Obama offers plan to end excessive energy speculation
Nick Snow
Washington Editor
WASHINGTON, DC, June 23 -- US Sen. Barack Obama (D-Ill.), the Democrats' presumed 2008 presidential nominee, weighed in June 22 with four proposals to reduce excessive energy speculation and bring down record oil and gasoline prices.
His plan focuses mainly on repealing the 2000 Commodity Futures Modernization Act provision, which allows the Commodity Futures Trading Commission (CFTC) to declare an energy commodity exempt from regulation—the "Enron loophole" that critics say was slipped into the law at the 11th hour at the Houston diversified energy supplier's behest.

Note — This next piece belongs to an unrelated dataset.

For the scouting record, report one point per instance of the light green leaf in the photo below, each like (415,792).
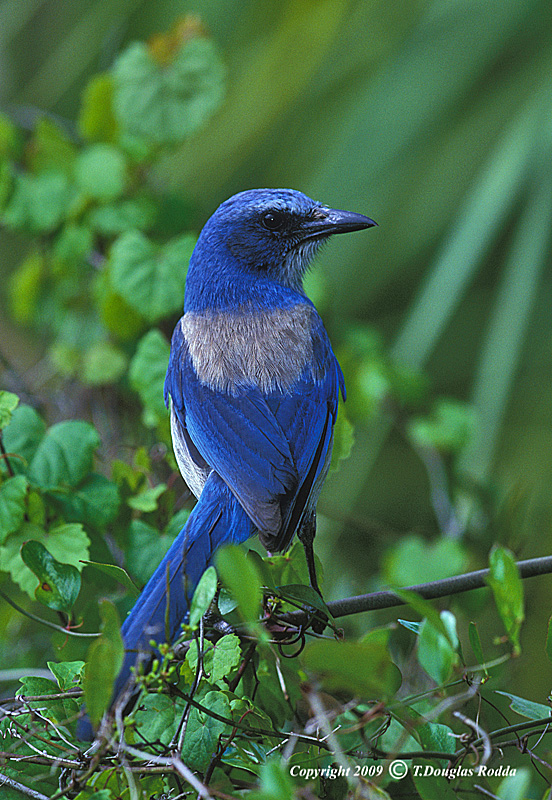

The loophole creates a dangerous regulatory gap precluding CFTC from fully overseeing the oil futures market, creating the potential for abusive trading and price manipulation and the possibility that a large derivatives dealer's failure could trigger supply and price disruptions, Obama said. "My plan fully closes the Enron loophole and restores common-sense regulation as part of my broader plan to ease the burden for struggling families today while investing in the future," he said in a statement on his campaign's website.
He emphasizes that a vibrant oil futures market can help producers and buyers hedge against price swings, but added that the absence of common-sense rules lets speculators undermine public confidence in the market's integrity. "For the past 4 years, our energy policy in this country has been simply to let the special interests have their way, opening up loopholes for the oil companies and speculators so that they could reap record profits while the rest of us pay $4/gal for gasoline," he said.
Obama's three other proposals are aimed at: preventing traders of US crude oil from routing their transactions through foreign exchanges to evade position limits and imposing reporting requirements on overseas exchanges for US commodity contracts; working with other countries through the International Organization of Securities Commissioners and other organizations to coordinate oil futures market regulation; and ordering the US Department of Justice and the Federal Trade Commission to fully investigate oil futures market manipulation.
The energy commodity regulation proposals are part of Obama's broader plan, which also includes re-imposing a windfall profits tax on major oil companies, repealing oil and gas tax incentives, cooperating with oil importing nations outside the International Energy Agency to reduce demand, investing in renewable and alternative energy research and development, and providing a $500/person or $1,000/family tax credit to help working families meet rising costs.
Similar bills presented
Obama's proposals are similar to several others that congressional Democrats have presented in bills introduced within the past 2 weeks. They emerged one day before the US House Energy and Commerce Committee's Oversight and Investigations Committee was scheduled to hold its second hearing on energy speculation and 2 days before the US Senate Homeland Security & Government Affairs Committee plans to hold a hearing on legislative options to end excessive speculation in commodity markets.
At least four bills addressing various aspects of energy speculation have been introduced already in the Senate. Joseph I. Lieberman (I-Conn.), who chairs the Homeland Security & Government Affairs Committee, is at work on another. On the House side of the Capitol, Bart Stupak, who chairs the subcommittee holding the June 23 hearing, introduced a broad bill on June 20 aimed at curbing excessive speculation. It followed one introduced 3 days earlier by Reps. Charlie Melancon (D-La.) and Jim Matheson (D-Utah), cochairs of the moderate Blue Dog coalition of US House Democrats.
Congressional Democratic leaders have mentioned other proposals such as requiring the FTC to investigate and prosecute oil and product price gouging allegations. But the Blue Dog Democrats' support in the House and the statements by Senate Republicans such as Ted Stevens (Ak.) and the Homeland Security Committee's ranking minority member, Susan M. Collins (Me.) suggest that energy commodity regulatory reform is most likely to move ahead.